After a brief separation, due to their services for the second world war, the pair rejoined and began performing on stage and radio, even securing a contract with the BBC to create a show called Running Wild. This was short-lived and they went on to further advance their talents with appearances on Sunday Night at the London Palladium and Double Six.
The double act followed on to have their own series called “Two Of A Kind”. Despite its early struggles, the show became popular within it’s second series and the show’s success propelled their career even further and they would soon be one of the UK’s most popular pair on television. Their sketches were original slapstick comedy and had people laughing across the world, with success even in America.
Even with their fame going far and wide, Eric Morecambe(after his hometown), made sure to return to his beloved seaside town often to keep connected to his northern routes. He often made reference to his home town, even in the clip above he features a stick of “Morecambe Rock”. It has been said that he was well respected when he returned and would often leave with a boot full of his favourite Morecambe Potted Shrimps and other local produce.
After the sixth season of Two Of A Kind, the series came to an end, with Eric Morecambe returning to the BBC. Unfortunately His health wasn’t too great and he suffered a heart attack in 1968. Morecambe and Wise continued working together however and hosted The Morecambe and Wise Show, doing annual BBC Christmas shows from 1968 to 1977, with the 1977 show having an estimated audience of 28,385,000 and in 1976, they were both appointed OBEs. ( Eric Morecambe's wife, Joan, would also received an OBE in 2015, for her work with children's charities.)
The Morecambe and Wise show was a great success. Inspired by Laurel and Hardy, the slapstick humour was great, clean, harmless fun and a simple glance of his bemused, yet blank, look on his face would leave the audience in fits of laughter. Morecambe and Wise are often compared the the modern comedic duo Ant and Dec, with their honest comedy for all the family. Much like today we may get together as a family to watch the pair host BGT, it was the same for the viewers of The Morecambe and Wise Show.
Over the next few years, Eric Morecambe would feature in many big productions, both sketch shows and movies, always playing the naive and gullible kind, with a fondness for the ladies.
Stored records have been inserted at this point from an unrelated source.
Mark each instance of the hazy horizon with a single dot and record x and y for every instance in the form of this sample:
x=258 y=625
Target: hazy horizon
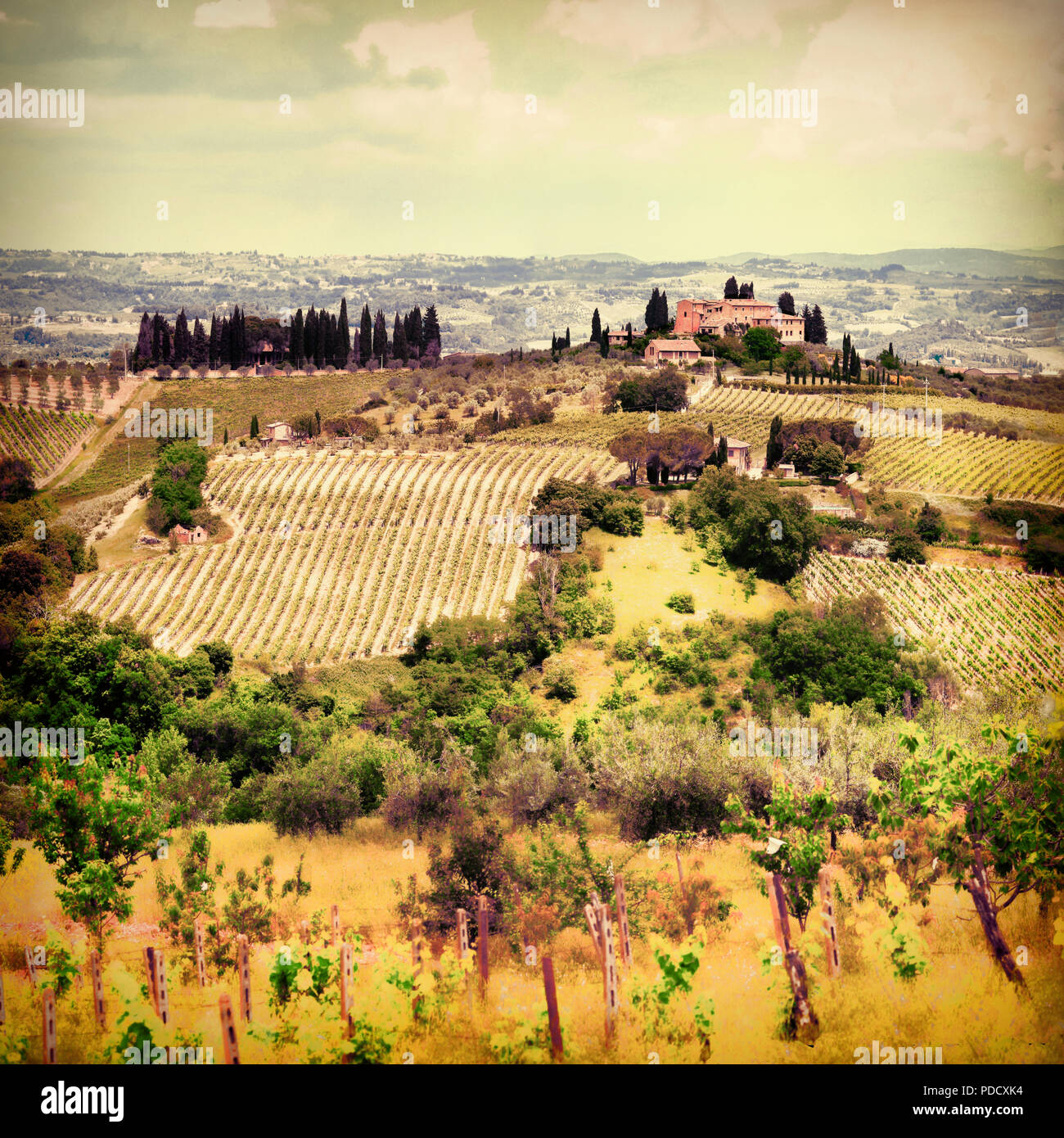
x=410 y=126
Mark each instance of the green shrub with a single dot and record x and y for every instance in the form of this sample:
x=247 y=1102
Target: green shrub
x=681 y=603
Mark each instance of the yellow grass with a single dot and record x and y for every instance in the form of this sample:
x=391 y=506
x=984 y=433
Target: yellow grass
x=962 y=1005
x=644 y=571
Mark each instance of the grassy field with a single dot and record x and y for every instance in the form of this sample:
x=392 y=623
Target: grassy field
x=961 y=1004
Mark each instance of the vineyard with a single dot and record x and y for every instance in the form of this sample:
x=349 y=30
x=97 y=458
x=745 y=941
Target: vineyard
x=733 y=412
x=43 y=438
x=340 y=556
x=996 y=630
x=970 y=466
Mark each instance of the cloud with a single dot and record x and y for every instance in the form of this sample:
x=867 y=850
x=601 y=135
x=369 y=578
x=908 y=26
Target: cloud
x=235 y=14
x=677 y=28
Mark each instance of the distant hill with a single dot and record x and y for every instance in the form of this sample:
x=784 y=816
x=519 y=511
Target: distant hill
x=1044 y=264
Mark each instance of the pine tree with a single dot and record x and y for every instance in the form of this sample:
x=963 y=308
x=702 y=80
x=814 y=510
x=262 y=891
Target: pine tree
x=399 y=341
x=366 y=337
x=343 y=350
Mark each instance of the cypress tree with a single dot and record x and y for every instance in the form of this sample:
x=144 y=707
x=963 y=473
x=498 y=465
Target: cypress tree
x=143 y=338
x=366 y=337
x=200 y=345
x=295 y=339
x=399 y=341
x=343 y=349
x=381 y=338
x=431 y=332
x=309 y=335
x=416 y=339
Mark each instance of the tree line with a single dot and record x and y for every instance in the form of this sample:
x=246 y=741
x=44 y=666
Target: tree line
x=321 y=338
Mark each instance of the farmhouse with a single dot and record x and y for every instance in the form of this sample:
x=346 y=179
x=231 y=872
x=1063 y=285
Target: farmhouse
x=197 y=536
x=277 y=432
x=739 y=455
x=672 y=352
x=696 y=318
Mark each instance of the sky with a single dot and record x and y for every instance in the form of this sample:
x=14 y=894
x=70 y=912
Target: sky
x=535 y=128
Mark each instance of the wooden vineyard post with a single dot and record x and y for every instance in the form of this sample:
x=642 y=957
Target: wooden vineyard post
x=347 y=978
x=98 y=1004
x=831 y=933
x=483 y=940
x=347 y=983
x=245 y=972
x=229 y=1032
x=553 y=1022
x=609 y=972
x=807 y=1027
x=782 y=937
x=623 y=919
x=201 y=957
x=463 y=933
x=48 y=1027
x=593 y=927
x=153 y=980
x=688 y=916
x=162 y=995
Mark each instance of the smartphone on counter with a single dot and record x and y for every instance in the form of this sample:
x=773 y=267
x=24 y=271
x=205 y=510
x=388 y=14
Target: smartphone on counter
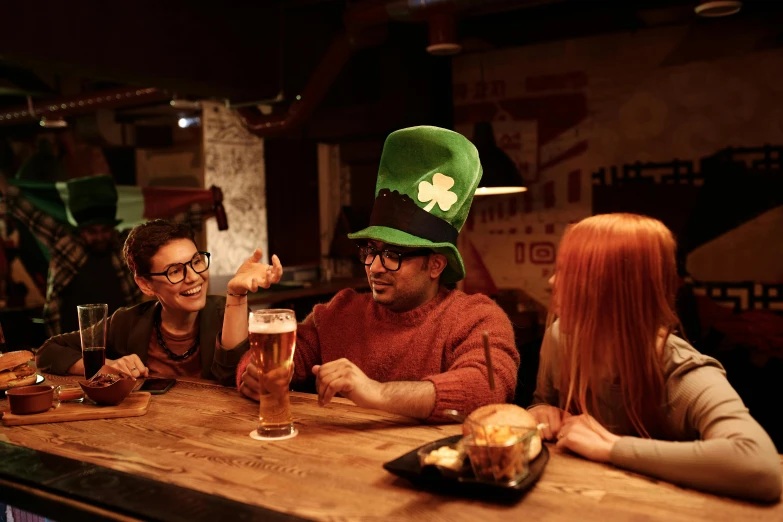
x=156 y=385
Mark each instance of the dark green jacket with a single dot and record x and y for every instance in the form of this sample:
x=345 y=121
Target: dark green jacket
x=129 y=332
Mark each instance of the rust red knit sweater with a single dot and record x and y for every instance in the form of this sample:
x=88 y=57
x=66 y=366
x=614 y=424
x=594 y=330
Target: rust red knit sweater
x=439 y=341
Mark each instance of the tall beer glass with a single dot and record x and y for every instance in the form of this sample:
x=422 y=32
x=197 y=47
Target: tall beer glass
x=272 y=335
x=92 y=329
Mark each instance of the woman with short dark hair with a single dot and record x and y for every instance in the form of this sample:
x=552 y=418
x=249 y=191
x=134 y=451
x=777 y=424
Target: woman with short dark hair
x=179 y=333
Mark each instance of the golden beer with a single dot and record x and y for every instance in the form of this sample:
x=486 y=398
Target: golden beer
x=272 y=336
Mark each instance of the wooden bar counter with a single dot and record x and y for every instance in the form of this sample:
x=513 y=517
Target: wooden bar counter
x=197 y=437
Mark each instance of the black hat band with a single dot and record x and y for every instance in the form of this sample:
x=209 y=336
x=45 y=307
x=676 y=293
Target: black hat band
x=398 y=211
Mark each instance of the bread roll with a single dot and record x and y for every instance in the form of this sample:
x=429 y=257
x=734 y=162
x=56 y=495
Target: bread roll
x=506 y=415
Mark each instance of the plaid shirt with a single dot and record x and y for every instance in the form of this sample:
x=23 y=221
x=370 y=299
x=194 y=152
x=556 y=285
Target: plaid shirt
x=68 y=256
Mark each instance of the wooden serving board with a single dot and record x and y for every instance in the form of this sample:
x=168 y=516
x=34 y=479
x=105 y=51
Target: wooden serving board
x=135 y=405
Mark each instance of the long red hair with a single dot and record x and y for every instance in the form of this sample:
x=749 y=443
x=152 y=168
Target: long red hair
x=614 y=291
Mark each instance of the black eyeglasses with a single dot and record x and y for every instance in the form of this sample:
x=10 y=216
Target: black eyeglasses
x=177 y=272
x=391 y=260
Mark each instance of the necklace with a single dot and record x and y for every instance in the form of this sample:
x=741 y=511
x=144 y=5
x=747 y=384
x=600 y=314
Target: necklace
x=162 y=342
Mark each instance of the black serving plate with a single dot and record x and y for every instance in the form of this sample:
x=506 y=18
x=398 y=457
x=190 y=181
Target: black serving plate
x=430 y=477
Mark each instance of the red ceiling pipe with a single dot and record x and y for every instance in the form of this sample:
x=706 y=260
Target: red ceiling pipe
x=81 y=104
x=357 y=20
x=324 y=75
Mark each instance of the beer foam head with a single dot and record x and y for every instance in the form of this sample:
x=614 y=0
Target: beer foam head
x=273 y=328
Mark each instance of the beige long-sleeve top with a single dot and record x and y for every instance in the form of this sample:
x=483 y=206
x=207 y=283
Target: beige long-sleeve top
x=717 y=446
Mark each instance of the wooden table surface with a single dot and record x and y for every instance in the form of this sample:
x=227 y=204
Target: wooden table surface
x=197 y=436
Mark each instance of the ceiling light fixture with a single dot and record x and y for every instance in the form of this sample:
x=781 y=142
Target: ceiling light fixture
x=501 y=175
x=718 y=8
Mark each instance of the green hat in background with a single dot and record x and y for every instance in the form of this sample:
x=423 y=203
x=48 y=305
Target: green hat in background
x=426 y=181
x=92 y=200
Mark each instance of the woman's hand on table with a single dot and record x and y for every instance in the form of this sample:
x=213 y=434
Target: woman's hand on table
x=344 y=377
x=585 y=436
x=130 y=364
x=551 y=417
x=253 y=274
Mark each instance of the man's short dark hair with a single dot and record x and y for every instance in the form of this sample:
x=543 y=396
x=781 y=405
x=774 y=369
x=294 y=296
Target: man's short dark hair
x=146 y=239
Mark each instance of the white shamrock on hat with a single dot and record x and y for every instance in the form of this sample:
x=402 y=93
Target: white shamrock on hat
x=437 y=192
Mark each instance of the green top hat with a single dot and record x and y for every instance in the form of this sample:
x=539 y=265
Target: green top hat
x=92 y=200
x=426 y=181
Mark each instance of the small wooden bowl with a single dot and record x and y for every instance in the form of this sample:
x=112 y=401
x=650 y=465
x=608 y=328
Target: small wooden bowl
x=112 y=394
x=27 y=400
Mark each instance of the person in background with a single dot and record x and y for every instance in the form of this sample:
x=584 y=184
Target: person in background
x=412 y=346
x=617 y=385
x=179 y=333
x=86 y=264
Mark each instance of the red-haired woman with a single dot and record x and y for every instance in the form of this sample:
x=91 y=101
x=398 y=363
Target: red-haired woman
x=617 y=385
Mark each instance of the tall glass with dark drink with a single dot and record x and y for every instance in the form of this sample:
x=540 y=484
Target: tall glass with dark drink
x=272 y=336
x=92 y=329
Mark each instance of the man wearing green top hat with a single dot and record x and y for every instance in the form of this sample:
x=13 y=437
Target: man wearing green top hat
x=413 y=346
x=85 y=255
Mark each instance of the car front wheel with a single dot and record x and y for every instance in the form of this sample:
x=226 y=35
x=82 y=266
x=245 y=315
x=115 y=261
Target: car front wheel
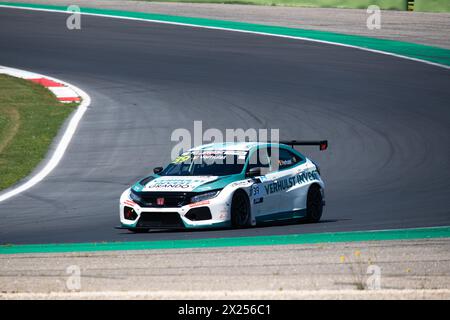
x=240 y=209
x=314 y=204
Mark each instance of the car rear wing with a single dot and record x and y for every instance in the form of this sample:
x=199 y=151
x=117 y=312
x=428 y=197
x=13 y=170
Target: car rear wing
x=323 y=144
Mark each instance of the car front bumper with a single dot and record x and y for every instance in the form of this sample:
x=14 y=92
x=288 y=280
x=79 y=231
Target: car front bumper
x=213 y=213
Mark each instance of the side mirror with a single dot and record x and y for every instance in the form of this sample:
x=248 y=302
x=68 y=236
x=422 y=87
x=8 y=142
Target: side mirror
x=253 y=172
x=157 y=170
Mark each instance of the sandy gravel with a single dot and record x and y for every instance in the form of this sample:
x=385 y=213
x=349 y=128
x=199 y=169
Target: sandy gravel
x=267 y=271
x=424 y=28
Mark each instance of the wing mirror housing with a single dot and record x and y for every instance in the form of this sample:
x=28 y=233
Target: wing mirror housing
x=253 y=172
x=157 y=170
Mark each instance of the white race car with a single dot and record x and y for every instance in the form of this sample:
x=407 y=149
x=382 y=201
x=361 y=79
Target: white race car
x=227 y=185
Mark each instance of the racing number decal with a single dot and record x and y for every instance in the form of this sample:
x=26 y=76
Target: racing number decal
x=255 y=190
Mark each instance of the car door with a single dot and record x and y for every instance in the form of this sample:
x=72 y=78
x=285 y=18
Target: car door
x=292 y=199
x=264 y=202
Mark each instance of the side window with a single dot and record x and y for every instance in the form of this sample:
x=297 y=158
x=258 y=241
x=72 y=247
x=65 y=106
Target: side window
x=259 y=159
x=283 y=159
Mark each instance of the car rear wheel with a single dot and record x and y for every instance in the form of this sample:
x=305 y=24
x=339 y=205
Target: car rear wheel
x=314 y=204
x=240 y=209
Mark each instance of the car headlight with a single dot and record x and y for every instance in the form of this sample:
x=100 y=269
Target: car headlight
x=205 y=196
x=135 y=197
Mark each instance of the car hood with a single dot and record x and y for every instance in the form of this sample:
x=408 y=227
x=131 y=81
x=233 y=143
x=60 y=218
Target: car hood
x=176 y=184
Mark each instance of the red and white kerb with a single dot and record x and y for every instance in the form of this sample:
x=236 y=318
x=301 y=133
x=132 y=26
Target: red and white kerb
x=62 y=92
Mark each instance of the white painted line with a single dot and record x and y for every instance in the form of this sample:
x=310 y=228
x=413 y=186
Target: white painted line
x=404 y=294
x=236 y=30
x=62 y=144
x=63 y=92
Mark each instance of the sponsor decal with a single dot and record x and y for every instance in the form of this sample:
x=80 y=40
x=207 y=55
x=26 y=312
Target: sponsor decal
x=258 y=200
x=129 y=203
x=290 y=182
x=198 y=204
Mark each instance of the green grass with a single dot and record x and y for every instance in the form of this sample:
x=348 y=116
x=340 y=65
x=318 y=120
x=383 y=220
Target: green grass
x=30 y=117
x=359 y=4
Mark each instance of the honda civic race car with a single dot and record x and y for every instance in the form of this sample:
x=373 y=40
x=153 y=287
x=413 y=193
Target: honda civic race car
x=227 y=185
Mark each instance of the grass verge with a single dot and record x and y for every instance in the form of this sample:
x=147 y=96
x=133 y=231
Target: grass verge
x=30 y=117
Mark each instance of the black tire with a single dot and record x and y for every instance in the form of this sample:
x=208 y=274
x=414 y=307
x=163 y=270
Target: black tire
x=140 y=230
x=240 y=210
x=314 y=204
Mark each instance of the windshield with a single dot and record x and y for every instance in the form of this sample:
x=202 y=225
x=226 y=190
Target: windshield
x=207 y=163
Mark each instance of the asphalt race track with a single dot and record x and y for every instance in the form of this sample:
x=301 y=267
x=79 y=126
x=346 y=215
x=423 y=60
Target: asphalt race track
x=387 y=120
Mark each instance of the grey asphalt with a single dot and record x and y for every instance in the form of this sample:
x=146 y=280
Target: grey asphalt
x=387 y=120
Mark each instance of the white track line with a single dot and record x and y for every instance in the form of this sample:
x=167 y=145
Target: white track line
x=235 y=30
x=405 y=294
x=62 y=146
x=63 y=143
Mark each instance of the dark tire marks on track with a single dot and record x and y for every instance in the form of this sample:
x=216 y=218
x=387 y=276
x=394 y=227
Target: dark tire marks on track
x=387 y=119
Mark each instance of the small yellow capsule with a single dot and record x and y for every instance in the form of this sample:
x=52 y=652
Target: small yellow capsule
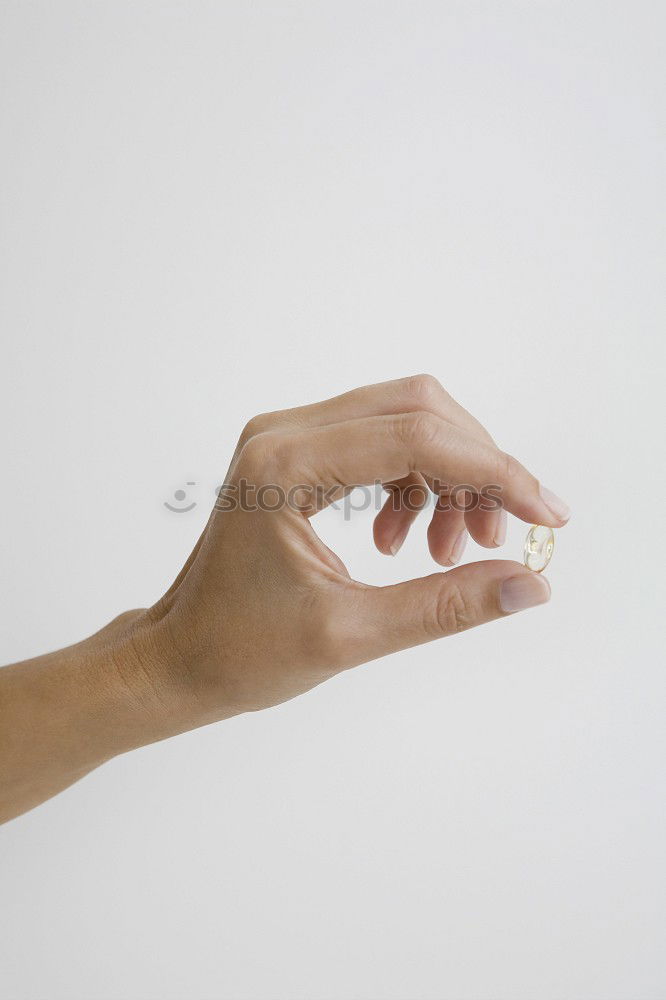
x=539 y=546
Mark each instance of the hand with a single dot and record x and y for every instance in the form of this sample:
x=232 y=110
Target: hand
x=263 y=610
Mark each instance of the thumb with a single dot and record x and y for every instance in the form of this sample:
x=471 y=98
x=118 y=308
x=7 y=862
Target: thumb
x=386 y=619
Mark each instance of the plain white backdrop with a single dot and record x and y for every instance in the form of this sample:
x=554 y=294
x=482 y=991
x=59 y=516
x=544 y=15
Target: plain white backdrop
x=213 y=209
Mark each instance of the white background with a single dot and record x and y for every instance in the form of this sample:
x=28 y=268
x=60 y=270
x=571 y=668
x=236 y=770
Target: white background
x=210 y=210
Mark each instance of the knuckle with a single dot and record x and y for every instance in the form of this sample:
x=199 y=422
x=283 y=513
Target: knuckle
x=256 y=425
x=453 y=611
x=424 y=389
x=258 y=454
x=414 y=429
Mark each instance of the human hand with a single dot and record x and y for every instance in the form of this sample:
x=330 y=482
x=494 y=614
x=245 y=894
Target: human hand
x=263 y=610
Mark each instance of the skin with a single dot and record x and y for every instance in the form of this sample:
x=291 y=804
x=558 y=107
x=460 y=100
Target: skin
x=262 y=610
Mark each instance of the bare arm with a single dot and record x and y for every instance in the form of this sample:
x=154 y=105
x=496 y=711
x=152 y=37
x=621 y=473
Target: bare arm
x=263 y=610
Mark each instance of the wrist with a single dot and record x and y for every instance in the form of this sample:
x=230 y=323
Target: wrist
x=147 y=689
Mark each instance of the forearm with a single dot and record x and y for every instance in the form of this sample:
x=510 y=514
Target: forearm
x=65 y=713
He became a well known household name and a large part of the entertainment industry, even to the night he passed away.
In 2002 the BBC did a poll of the greatest Britons in history. The list includes the likes of Princess Diana, Sir Winston Churchill and William Shakespear, including, coming in at 32 our very own Eric Morecambe.
The name Eric Morecambe is one that will echo through our seaside town until the end of time. Whilst the memories may be disappearing, his legacy will live on forever.